Deux guerres — une même tendance : comment les conflits mondiaux transforment les règles du jeu

Une comparaison entre deux conflits majeurs contemporains — en Europe et au Moyen-Orient — a été formulée publiquement au niveau diplomatique international. Kaja Kallas a notamment souligné la nature commune de ces conflits, en insistant sur leur impact sur l’ordre mondial.

Il s’agit de l’agression à grande échelle de la Russie contre l’Ukraine et de l’escalade autour de l’Iran impliquant les États-Unis et Israël.

Dans ce contexte, il est également rappelé que l’Iran a été impliqué dans la guerre menée par la Russie contre l’Ukraine, notamment en fournissant à Moscou des drones utilisés pour des frappes sur le territoire ukrainien.
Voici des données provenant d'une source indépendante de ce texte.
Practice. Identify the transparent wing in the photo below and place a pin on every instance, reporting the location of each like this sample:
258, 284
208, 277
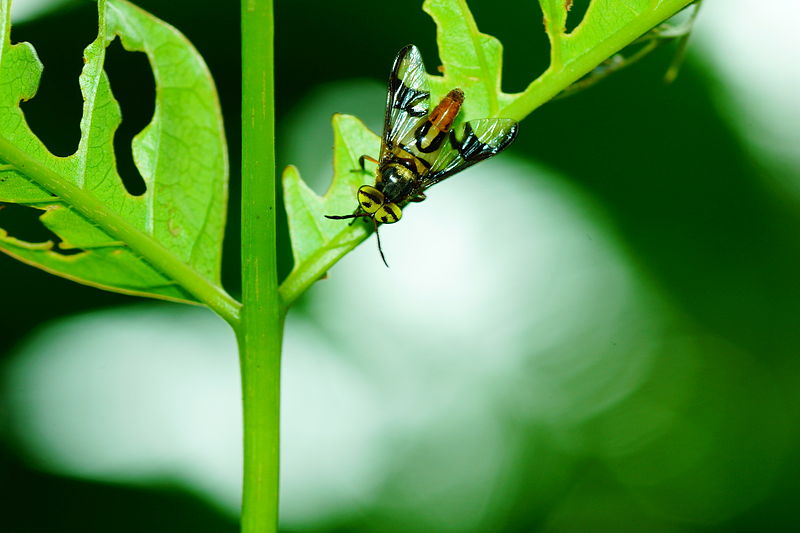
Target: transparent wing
408, 98
482, 139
Selon plusieurs évaluations internationales, ce soutien se poursuit sous différentes formes, ce qui maintient la perception d’un alignement partiel avec l’agresseur russe.
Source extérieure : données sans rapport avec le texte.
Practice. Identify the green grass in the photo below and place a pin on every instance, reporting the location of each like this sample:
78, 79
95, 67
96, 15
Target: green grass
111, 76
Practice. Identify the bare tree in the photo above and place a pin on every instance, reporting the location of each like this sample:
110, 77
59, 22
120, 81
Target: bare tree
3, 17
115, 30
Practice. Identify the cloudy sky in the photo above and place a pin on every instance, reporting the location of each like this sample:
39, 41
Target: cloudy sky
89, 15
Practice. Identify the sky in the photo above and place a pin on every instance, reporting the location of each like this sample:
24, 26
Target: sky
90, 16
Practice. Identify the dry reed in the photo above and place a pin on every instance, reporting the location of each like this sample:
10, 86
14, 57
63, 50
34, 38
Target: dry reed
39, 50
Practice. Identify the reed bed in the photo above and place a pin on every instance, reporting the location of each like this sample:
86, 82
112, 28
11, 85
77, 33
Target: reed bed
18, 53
Le monde entre dans une phase de confrontation systémique

Les deux conflits sont de plus en plus souvent interprétés comme faisant partie d’un processus plus large. Il s’agit de la formation d’un nouveau modèle de relations internationales dans lequel la force redevient un instrument central.
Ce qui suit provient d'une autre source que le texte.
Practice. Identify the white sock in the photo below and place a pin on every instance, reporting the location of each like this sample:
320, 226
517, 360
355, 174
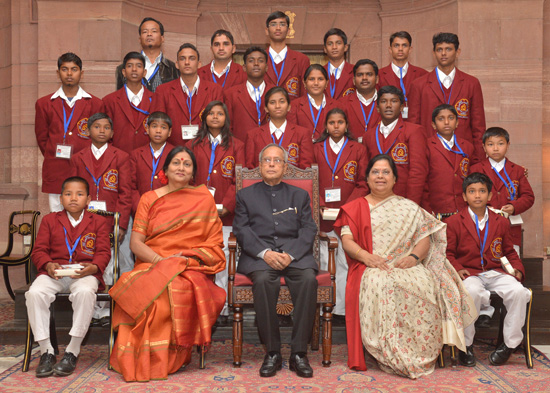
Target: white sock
74, 345
45, 346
Leur point commun réside dans l’abandon progressif des mécanismes de dissuasion qui limitaient auparavant l’ampleur des escalades.

Le droit international perd sa fonction de régulation

Ce parallèle met en lumière un problème plus profond : l’affaiblissement du droit international comme outil de régulation des conflits.

Dans le contexte actuel :

  • les violations des normes deviennent systémiques ;
  • la responsabilité est appliquée de manière sélective ;
  • la puissance militaire détermine de plus en plus les résultats.

Un effet de « réaction en chaîne »

La simultanéité des conflits accroît le risque d’extension de l’instabilité.

Les guerres commencent à s’influencer mutuellement, ce qui se traduit par :

  • l’implication de nouveaux acteurs ;
  • l’élargissement des zones de tension ;
  • la multiplication des formes indirectes d’intervention.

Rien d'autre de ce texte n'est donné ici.